You have done it again! You’ve said ‘yes’ to something you don’t really want to do, or you just don’t have the time to do. There are countless reasons why we make ourselves available to do things that we don’t want to do. In some instances, we want to be agreeable and liked. In others, it’s easier than having a difficult conversation or disappointing someone.
In these instances, you may be saying ‘yes’ at the expense of your own happiness, morals, culture, values, and in some cases, your own health.
Next time someone asks you for something, before you agree, take a moment to pause and listen to your body. Are your shoulders tense? Is your stomach churning? Do you feel like biting your nails or doing something else you tend to do when your nervous? These are important cues from your body that this may be something you don’t really want to do.
Being agreeable or saying ‘yes’ isn’t necessarily a bad quality. It can mean that you’re empathetic and want to help out others. It’s when you’re being too agreeable that others can take advantage of you. Anyone who suffers from the stress of over commitment can help themselves by following these simple strategies for saying no.
Identify What is Important to You
Before you can become good at saying ‘no’ are you aware of what’s really behind all those choices to overpack your schedule with more obligations than you have time for?
Life is short. Consider focusing your time on the things that are most meaningful to you, your family, and your community.

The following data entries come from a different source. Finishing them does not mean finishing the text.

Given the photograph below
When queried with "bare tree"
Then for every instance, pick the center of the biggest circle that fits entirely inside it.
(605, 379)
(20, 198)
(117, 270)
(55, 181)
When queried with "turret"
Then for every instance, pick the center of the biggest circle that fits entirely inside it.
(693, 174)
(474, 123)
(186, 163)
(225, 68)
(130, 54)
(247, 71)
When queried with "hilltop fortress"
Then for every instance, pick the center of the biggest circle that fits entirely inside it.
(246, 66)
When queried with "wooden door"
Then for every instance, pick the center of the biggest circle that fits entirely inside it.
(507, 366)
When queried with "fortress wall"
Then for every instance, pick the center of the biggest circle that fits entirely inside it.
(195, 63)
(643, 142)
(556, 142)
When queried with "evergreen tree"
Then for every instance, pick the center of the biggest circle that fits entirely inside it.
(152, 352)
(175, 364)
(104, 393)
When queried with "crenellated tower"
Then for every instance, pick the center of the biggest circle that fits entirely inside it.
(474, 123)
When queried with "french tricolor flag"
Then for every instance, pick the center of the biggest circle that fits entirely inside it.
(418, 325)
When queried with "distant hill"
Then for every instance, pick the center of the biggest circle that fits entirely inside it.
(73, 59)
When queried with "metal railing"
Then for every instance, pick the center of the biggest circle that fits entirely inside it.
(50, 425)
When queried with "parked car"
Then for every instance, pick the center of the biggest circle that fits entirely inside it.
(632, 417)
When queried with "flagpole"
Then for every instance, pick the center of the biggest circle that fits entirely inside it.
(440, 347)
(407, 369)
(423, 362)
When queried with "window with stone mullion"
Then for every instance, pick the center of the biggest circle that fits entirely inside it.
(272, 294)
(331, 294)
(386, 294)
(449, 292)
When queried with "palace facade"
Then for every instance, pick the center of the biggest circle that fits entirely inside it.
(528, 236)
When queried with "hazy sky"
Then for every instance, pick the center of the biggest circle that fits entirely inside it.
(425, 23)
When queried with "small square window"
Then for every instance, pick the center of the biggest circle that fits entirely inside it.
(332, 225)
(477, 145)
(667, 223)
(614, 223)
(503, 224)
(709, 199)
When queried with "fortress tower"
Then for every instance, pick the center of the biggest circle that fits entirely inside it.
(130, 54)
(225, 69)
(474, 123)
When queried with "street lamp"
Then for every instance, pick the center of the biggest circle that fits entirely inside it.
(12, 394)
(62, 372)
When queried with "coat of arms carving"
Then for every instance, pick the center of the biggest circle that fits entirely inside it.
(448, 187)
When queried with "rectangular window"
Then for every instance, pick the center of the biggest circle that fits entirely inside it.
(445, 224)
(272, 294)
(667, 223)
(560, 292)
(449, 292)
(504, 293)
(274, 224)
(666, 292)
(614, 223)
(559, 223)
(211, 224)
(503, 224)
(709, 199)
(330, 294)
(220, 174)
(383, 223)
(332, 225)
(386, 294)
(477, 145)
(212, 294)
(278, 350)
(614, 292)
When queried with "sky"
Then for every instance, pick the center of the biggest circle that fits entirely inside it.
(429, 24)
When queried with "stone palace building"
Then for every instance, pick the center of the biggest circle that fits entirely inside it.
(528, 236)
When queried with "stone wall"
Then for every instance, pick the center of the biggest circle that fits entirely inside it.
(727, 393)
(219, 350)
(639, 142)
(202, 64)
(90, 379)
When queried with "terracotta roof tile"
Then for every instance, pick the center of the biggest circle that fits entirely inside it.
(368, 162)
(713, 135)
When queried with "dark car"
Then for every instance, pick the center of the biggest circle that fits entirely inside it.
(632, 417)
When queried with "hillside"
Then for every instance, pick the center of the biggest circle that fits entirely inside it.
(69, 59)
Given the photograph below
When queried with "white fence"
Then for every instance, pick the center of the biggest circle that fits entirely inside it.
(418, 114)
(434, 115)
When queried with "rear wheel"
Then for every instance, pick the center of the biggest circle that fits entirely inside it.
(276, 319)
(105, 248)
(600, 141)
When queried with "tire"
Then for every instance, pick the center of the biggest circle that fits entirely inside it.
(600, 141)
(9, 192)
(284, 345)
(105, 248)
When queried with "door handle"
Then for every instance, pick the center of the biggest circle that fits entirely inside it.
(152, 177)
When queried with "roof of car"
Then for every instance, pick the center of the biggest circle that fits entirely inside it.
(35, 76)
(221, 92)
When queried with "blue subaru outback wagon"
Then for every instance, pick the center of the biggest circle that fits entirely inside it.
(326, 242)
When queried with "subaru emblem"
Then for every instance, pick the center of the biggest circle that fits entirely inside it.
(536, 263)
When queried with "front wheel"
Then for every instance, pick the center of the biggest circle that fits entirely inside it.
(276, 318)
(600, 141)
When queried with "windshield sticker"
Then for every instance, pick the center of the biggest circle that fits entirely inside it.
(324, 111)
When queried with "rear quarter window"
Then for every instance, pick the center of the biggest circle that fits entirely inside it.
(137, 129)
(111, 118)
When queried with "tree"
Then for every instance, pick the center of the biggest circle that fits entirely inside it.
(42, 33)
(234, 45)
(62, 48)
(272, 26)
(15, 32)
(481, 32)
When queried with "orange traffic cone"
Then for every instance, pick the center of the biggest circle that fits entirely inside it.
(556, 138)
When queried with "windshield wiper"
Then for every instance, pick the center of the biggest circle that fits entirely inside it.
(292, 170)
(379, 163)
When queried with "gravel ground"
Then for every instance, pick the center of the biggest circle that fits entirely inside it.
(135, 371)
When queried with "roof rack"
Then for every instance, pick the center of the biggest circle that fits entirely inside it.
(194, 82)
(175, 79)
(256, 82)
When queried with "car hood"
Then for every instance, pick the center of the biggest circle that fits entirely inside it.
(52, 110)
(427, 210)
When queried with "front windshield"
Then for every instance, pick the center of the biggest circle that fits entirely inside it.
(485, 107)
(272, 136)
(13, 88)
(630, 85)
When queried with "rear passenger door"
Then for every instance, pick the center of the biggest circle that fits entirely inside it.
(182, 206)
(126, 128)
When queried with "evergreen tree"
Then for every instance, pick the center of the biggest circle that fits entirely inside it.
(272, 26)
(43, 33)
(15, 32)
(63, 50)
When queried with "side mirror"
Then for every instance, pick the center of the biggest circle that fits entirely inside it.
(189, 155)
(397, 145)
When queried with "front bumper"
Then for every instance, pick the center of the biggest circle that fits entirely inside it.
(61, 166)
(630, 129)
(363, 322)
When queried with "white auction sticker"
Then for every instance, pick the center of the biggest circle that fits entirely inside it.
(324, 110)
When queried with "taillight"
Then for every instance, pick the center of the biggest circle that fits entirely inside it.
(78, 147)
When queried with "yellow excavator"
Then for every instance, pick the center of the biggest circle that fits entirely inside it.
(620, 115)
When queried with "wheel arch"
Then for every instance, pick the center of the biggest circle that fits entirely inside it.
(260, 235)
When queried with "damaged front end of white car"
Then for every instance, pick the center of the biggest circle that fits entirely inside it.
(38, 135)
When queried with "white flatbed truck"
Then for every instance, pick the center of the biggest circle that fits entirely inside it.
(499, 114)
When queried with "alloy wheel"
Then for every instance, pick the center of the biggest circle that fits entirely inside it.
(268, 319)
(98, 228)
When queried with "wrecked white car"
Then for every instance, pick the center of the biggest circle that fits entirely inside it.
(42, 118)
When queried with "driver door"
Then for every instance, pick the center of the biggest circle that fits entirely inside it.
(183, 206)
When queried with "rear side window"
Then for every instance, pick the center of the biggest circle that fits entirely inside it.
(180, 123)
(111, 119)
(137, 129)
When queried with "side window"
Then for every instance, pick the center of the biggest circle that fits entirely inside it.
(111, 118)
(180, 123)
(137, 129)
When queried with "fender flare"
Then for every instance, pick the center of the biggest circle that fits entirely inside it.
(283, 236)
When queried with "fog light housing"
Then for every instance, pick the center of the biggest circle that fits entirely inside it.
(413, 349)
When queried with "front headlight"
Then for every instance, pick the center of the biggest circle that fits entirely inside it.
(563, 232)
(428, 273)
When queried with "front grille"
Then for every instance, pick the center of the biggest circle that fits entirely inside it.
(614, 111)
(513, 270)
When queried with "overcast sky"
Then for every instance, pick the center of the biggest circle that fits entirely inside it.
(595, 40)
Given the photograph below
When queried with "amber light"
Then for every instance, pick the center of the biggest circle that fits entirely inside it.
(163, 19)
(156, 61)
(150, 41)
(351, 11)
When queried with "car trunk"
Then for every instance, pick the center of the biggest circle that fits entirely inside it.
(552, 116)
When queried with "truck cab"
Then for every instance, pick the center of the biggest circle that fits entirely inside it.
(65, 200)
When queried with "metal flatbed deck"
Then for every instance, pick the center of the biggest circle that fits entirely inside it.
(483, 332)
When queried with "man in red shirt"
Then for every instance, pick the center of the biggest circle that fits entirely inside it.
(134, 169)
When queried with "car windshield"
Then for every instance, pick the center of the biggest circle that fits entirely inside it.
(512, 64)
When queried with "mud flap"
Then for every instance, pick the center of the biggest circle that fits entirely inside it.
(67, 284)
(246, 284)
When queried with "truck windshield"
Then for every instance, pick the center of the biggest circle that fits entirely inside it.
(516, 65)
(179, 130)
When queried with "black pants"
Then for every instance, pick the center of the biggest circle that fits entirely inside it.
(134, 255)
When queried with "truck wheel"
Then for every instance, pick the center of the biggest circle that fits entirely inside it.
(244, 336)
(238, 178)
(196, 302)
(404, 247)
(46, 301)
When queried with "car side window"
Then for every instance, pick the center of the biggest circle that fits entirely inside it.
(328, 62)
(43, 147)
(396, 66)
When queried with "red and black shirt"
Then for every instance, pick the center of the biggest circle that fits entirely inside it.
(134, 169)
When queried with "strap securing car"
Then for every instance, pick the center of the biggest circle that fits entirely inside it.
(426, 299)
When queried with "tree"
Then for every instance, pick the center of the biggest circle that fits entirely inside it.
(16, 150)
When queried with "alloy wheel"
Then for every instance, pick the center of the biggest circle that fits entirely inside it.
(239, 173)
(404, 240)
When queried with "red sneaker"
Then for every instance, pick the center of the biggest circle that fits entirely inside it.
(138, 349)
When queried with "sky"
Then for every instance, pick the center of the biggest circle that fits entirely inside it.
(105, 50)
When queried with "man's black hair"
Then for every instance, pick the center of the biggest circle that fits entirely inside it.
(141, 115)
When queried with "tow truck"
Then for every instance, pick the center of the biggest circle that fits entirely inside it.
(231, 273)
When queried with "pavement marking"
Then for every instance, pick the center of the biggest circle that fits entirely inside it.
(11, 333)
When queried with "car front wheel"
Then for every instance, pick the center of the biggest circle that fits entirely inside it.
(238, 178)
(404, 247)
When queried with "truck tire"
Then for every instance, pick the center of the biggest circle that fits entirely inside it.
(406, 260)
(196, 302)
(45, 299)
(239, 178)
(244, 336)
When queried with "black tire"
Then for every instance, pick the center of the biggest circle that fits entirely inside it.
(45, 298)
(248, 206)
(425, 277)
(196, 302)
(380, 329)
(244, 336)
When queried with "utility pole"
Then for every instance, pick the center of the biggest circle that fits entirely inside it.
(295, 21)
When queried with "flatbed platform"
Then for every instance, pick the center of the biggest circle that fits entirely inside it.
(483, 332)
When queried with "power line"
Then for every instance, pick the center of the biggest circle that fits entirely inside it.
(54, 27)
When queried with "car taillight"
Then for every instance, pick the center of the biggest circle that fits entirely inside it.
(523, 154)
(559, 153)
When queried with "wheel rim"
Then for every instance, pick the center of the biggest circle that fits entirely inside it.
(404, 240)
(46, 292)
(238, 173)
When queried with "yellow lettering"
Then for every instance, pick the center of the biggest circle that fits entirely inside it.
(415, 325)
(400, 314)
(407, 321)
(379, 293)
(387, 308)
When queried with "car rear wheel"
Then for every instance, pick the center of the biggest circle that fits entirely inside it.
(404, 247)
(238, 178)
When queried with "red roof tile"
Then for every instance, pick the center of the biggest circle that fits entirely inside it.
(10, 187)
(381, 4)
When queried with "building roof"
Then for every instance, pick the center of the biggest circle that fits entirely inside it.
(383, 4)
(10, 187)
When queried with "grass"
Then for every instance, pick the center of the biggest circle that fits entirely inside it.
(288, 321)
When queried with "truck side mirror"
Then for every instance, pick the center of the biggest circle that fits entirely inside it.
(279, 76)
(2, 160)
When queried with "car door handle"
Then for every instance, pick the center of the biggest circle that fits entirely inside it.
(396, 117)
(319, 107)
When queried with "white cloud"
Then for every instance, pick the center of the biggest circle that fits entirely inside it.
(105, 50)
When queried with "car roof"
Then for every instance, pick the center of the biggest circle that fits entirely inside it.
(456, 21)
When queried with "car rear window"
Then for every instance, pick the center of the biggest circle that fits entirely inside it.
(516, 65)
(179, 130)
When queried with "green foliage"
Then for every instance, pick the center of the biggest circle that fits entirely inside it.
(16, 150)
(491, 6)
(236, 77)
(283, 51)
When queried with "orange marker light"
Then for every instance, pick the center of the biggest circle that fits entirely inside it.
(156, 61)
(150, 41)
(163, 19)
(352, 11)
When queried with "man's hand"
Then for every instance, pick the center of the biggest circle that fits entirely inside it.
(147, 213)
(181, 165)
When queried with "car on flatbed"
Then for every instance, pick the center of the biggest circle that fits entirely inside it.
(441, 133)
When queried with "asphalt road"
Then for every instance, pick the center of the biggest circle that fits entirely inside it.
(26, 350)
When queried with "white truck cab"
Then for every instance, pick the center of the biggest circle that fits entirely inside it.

When you’re feeling pressure to say ‘yes,’ and agreement feels easier than taking a stand, just think of what is most meaningful to you. If the request means spending even less time doing something that is important to you, focus your attention on what’s most meaningful to you. This can encourage you to say ‘no’ and keep your priorities straight.
Know Your Triggers
You may be agreeing to a request for your time simply because you think you should, without taking the time to really consider why you think you should, and if this is really your responsibility to take it on. The next thing you know, you’re stuck with another obligation that’s eating away at your schedule, your happiness, and your well-being.
It takes significant self-awareness to catch yourself in action and create change. When you seek to identify what is triggering how you feel in the moment, you give yourself the chance to feel differently if you want to. You can download a list of emotions and a timetable to help you identify what you are feeling and provide clarity on how to change your response.
Learn to say ‘no’
Saying ‘no’ is easier said than done. As we’ve all experienced, when guilt, fear, or anxiety are motivating your decision-making process, chances are your vision might be clouded. Here are three principles to help you move towards achieving better balance.
- Self-love. If you put everyone else’s needs ahead of your own, you will become mentally, physically, emotionally, and spiritually drained. Encourage a healthy balance by focusing on what is most meaningful to you and brings you harmony and life balance. The key is learning to balance your desire to be kind and courteous to others with your own need for balance and downtime.
- Accepting what you cannot control. It’s human nature to want to be liked by others, but it’s inevitable that you will meet people who dislike you. It’s hard not to take it personally. However, being liked by everyone is not as important as spending time with the people you love and doing the things that make your life meaningful.
- Set healthy boundaries. Living with no boundaries may sound exciting, but it can actually be very unhealthy. Healthy boundaries can help you establish priorities and manage your time better. The first step to setting boundaries is to personally validate your own feelings and priorities. That means allowing yourself to think and feel the way that you do, without judging or putting yourself down. The second is to surround yourself with a support system that will tell you the truth, encourage you, and hold you accountable for the changes you are trying to create in your life. Setting boundaries shows that you respect yourself, which makes it more likely that others will respect you too.
Additional Resources
- Any.do – allows you to create reminders, events, to-do lists, notes and more to help manage your daily schedule effectively.
- Remember The Milk – manage everything you have to do, and it allows you to sync all your devices for easier time management.
- Focus Booster – break up your schedule into manageable chunks.
- Stop, Breathe & Think – guided meditation and breathing exercises to destress and get in touch with your thoughts and feelings.